Chick-fil-A meets reality, consumer ratings have plummeted by 41%
This article was originally published on Examiner.com on July 31, 2012.
The statements of Chick-fil-A’s COO, Dan Cathy, proclaiming that his company supported anti-gay causes created a social controversy. That in return has caused the company’s consumer brand health to rapidly decline. Plainly stated, the company is losing money because of consumer disapproval. Many consider the company’s troubles to be capitalism in action.
Major restaurant chains are measured against each other in terms of value, reputation, satisfaction, impression, and of course quality. Only adults over 18 years old are taken as a response.
It seems that Chick-fil-A was, pre-Cathy’s statements, ranked among the top 5 restaurant chains, according to yougov.com, at a national overall ranking of 65. The average score for a major restaurant chain is only 46. At last recording Chick-fil-A was sitting at 39.
This can be rationalized by the gallery of images from protests that have taken place all around America, and the chart you can find to your immediate left which shows the chain’s drastic free fall.
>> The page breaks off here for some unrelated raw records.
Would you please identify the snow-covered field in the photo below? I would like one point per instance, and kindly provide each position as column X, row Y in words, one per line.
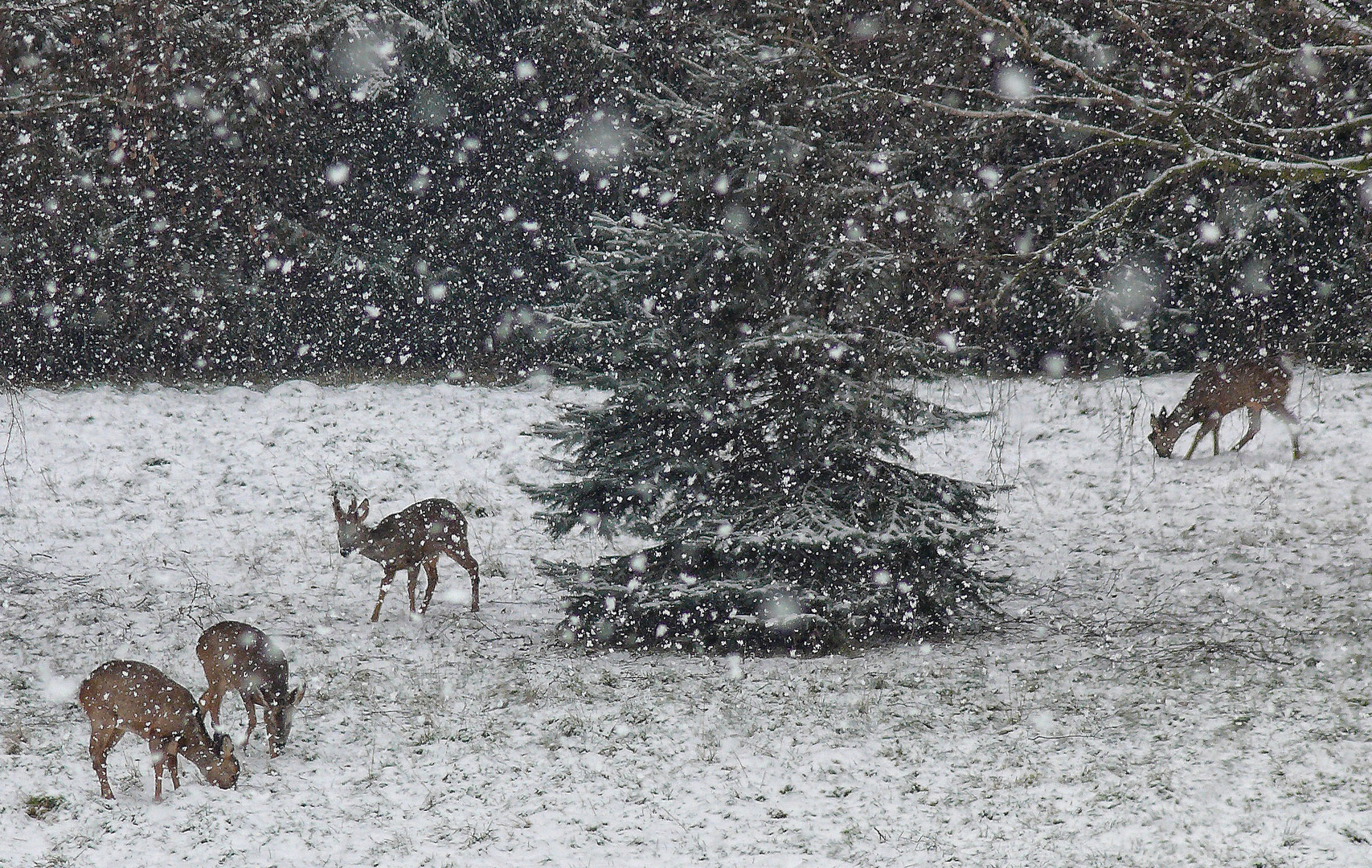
column 1180, row 678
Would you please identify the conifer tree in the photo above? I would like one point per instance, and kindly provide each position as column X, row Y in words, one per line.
column 755, row 436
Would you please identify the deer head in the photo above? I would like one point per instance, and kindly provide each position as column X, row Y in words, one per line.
column 351, row 534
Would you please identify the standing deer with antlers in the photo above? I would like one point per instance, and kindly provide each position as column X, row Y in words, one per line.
column 409, row 539
column 1222, row 388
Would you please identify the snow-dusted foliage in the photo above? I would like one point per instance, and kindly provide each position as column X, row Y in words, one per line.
column 281, row 186
column 1137, row 184
column 755, row 434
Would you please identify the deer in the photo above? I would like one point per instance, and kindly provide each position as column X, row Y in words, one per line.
column 1222, row 388
column 125, row 695
column 243, row 658
column 408, row 539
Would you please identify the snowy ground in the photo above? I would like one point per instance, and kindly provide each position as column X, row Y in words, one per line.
column 1180, row 678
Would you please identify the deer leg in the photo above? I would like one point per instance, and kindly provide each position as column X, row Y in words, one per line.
column 464, row 559
column 415, row 583
column 102, row 742
column 1255, row 425
column 248, row 704
column 159, row 759
column 172, row 751
column 386, row 583
column 1205, row 429
column 1292, row 424
column 211, row 701
column 431, row 571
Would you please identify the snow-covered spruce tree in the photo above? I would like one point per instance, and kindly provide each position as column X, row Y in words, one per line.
column 756, row 429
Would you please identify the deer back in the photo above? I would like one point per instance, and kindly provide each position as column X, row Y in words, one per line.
column 240, row 657
column 1224, row 387
column 244, row 658
column 140, row 698
column 416, row 532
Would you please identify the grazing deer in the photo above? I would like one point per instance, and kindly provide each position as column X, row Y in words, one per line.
column 124, row 695
column 243, row 658
column 409, row 539
column 1222, row 388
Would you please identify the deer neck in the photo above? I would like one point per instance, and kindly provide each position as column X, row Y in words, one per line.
column 196, row 747
column 370, row 546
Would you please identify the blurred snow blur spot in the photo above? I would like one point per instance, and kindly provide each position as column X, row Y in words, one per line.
column 338, row 174
column 1014, row 84
column 1054, row 365
column 362, row 60
column 59, row 690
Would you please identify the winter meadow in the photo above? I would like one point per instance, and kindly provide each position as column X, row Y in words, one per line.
column 453, row 432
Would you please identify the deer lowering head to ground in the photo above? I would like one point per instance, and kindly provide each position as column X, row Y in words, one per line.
column 124, row 695
column 1222, row 388
column 240, row 657
column 409, row 539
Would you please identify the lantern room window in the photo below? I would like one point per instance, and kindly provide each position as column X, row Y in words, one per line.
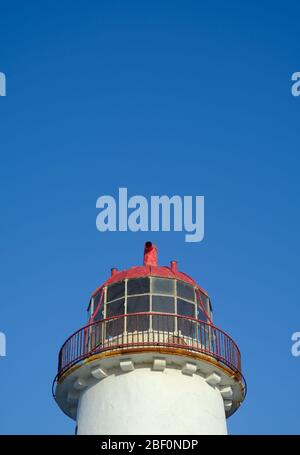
column 162, row 286
column 138, row 286
column 115, row 291
column 185, row 308
column 115, row 308
column 163, row 304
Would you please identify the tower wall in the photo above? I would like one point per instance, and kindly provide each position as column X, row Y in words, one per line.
column 144, row 401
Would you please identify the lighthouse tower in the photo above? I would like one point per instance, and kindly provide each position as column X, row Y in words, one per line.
column 150, row 360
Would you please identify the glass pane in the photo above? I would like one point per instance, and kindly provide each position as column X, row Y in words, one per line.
column 186, row 291
column 138, row 304
column 187, row 327
column 95, row 337
column 96, row 299
column 137, row 322
column 115, row 308
column 99, row 315
column 201, row 315
column 115, row 291
column 163, row 323
column 204, row 301
column 163, row 304
column 114, row 327
column 162, row 286
column 139, row 286
column 185, row 308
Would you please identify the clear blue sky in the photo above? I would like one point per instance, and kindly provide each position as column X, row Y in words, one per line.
column 163, row 97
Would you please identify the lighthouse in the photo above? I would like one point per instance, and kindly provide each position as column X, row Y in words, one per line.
column 150, row 360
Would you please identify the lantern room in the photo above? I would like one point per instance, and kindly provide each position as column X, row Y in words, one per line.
column 143, row 320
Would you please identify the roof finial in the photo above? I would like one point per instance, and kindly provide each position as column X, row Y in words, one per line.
column 150, row 254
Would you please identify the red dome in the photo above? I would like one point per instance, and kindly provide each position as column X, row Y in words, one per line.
column 150, row 270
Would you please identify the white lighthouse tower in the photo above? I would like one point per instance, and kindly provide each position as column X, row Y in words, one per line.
column 150, row 360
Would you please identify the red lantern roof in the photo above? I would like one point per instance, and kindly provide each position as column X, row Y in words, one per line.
column 149, row 270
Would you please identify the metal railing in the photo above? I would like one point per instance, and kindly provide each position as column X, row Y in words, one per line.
column 140, row 330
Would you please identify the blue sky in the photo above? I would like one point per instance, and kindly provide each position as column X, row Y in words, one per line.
column 162, row 97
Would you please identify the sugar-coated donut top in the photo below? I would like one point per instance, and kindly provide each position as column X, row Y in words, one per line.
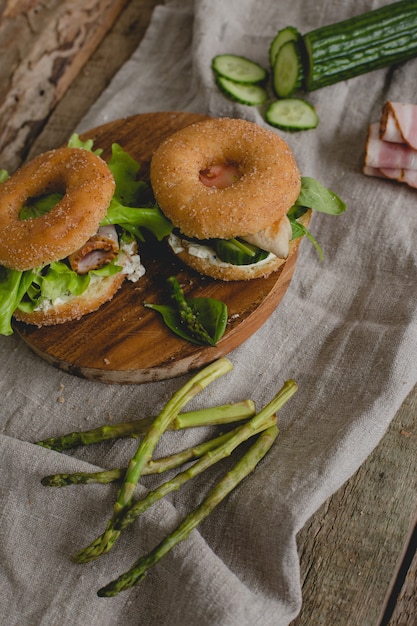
column 87, row 185
column 268, row 185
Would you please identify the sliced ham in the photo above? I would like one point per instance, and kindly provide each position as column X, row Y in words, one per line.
column 399, row 123
column 99, row 250
column 220, row 175
column 383, row 154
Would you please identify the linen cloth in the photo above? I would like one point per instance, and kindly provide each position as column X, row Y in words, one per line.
column 346, row 331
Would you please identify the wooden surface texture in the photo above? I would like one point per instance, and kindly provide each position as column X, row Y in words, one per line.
column 355, row 566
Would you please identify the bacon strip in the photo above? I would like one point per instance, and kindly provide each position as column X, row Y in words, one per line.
column 399, row 123
column 99, row 250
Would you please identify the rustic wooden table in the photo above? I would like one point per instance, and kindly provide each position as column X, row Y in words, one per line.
column 358, row 552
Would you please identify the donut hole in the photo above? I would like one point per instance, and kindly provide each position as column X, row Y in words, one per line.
column 39, row 205
column 220, row 175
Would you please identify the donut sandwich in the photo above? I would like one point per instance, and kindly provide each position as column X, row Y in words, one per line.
column 227, row 186
column 66, row 260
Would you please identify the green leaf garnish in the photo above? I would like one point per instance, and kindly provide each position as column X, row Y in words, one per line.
column 201, row 321
column 317, row 197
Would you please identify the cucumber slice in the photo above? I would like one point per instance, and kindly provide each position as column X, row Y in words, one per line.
column 238, row 252
column 251, row 95
column 288, row 70
column 289, row 33
column 292, row 114
column 238, row 68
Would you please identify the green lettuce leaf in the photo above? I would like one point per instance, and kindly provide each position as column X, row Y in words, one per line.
column 314, row 195
column 13, row 286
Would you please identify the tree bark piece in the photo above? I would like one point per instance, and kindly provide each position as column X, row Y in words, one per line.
column 43, row 46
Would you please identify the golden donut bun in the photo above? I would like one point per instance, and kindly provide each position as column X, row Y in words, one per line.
column 269, row 181
column 227, row 271
column 93, row 298
column 88, row 187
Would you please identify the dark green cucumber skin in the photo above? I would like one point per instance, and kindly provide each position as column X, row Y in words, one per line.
column 298, row 80
column 361, row 44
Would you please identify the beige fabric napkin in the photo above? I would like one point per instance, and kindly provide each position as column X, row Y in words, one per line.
column 346, row 331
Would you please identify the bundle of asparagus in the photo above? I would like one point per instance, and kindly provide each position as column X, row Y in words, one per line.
column 205, row 455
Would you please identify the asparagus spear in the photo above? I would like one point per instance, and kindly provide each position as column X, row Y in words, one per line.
column 156, row 466
column 145, row 450
column 264, row 420
column 209, row 459
column 186, row 313
column 223, row 414
column 242, row 469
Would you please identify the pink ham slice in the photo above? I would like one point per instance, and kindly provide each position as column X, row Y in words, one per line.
column 399, row 123
column 383, row 154
column 99, row 250
column 220, row 175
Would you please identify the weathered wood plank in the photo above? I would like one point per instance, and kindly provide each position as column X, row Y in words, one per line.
column 43, row 45
column 94, row 77
column 350, row 548
column 404, row 611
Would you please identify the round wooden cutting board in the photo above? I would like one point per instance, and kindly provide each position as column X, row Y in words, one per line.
column 124, row 342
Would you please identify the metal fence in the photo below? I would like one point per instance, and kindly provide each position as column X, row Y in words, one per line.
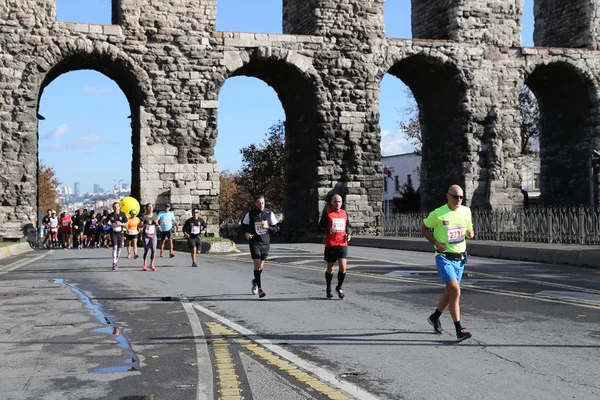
column 542, row 224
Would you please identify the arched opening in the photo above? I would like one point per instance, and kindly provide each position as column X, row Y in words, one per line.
column 89, row 124
column 400, row 144
column 88, row 12
column 397, row 17
column 249, row 16
column 248, row 109
column 296, row 92
column 527, row 24
column 566, row 100
column 439, row 92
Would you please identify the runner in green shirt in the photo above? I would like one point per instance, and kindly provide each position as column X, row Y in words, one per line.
column 451, row 225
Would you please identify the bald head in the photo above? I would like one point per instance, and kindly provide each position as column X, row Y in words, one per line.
column 454, row 196
column 336, row 201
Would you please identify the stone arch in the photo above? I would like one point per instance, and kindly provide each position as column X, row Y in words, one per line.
column 295, row 82
column 109, row 61
column 567, row 98
column 439, row 89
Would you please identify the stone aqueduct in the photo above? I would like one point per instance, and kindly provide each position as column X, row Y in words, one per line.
column 464, row 65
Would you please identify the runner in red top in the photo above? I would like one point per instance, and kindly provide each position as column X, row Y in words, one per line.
column 335, row 222
column 65, row 225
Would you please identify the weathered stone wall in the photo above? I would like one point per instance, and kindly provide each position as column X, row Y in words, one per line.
column 495, row 22
column 563, row 23
column 171, row 65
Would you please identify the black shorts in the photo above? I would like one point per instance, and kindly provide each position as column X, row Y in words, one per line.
column 334, row 253
column 166, row 234
column 195, row 243
column 259, row 250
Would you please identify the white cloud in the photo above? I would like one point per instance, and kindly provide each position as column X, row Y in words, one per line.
column 81, row 142
column 393, row 143
column 98, row 91
column 57, row 132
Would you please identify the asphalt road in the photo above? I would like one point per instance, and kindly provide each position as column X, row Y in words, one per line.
column 71, row 328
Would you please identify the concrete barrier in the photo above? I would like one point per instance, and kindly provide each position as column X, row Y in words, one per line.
column 570, row 254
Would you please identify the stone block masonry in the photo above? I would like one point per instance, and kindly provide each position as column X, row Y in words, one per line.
column 464, row 65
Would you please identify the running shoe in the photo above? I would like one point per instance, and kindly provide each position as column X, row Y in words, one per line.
column 437, row 325
column 463, row 334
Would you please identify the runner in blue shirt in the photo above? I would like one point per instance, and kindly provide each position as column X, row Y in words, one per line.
column 168, row 225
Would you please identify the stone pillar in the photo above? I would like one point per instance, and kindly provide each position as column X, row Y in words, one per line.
column 475, row 21
column 18, row 106
column 343, row 18
column 566, row 23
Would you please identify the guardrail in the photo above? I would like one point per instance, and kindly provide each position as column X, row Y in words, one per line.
column 541, row 224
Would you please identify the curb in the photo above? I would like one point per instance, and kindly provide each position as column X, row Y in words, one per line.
column 14, row 250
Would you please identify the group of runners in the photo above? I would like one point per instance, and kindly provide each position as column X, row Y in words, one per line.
column 446, row 228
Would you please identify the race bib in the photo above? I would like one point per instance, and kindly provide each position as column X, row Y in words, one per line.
column 338, row 224
column 259, row 228
column 456, row 234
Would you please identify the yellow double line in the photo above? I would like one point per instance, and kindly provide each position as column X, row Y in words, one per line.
column 228, row 380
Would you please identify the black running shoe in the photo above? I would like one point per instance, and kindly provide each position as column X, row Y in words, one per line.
column 437, row 325
column 463, row 334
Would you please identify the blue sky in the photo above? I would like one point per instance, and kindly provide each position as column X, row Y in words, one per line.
column 86, row 135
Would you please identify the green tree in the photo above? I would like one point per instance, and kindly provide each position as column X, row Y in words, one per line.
column 264, row 168
column 409, row 199
column 528, row 108
column 233, row 198
column 530, row 119
column 48, row 185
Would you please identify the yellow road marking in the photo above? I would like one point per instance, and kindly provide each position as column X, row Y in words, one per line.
column 227, row 379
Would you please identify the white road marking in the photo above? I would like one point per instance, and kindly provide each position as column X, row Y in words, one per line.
column 319, row 372
column 205, row 377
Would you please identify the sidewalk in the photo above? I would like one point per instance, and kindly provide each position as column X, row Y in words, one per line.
column 570, row 254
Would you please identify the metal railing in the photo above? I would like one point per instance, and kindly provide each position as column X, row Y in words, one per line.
column 541, row 224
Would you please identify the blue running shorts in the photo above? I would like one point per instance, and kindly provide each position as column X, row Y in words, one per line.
column 449, row 270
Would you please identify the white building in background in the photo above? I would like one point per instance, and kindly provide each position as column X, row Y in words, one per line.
column 400, row 168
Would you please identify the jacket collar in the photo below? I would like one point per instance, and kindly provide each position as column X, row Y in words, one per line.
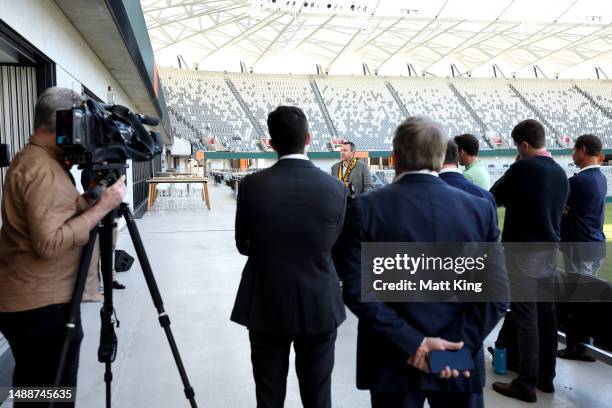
column 294, row 163
column 418, row 178
column 451, row 174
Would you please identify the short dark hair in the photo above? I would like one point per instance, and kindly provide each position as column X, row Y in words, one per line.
column 452, row 153
column 468, row 143
column 419, row 144
column 530, row 131
column 288, row 128
column 591, row 143
column 350, row 144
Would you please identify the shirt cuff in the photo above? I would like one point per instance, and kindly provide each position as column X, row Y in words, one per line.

Each region of the country awards its own score, as certain regions respond differently. After Cathy’s remarks on the Baptist Press, in the Northeast where they were most favored they saw their rating drop from a 76 all the way down to 35. A 41 point plummet.
The company saw a brief positive response in the Midwest when the companies perception raised from a score of 45 to 70 in a span of just 48 hours. However, the trend quickly dissipated and declined back to its original levels.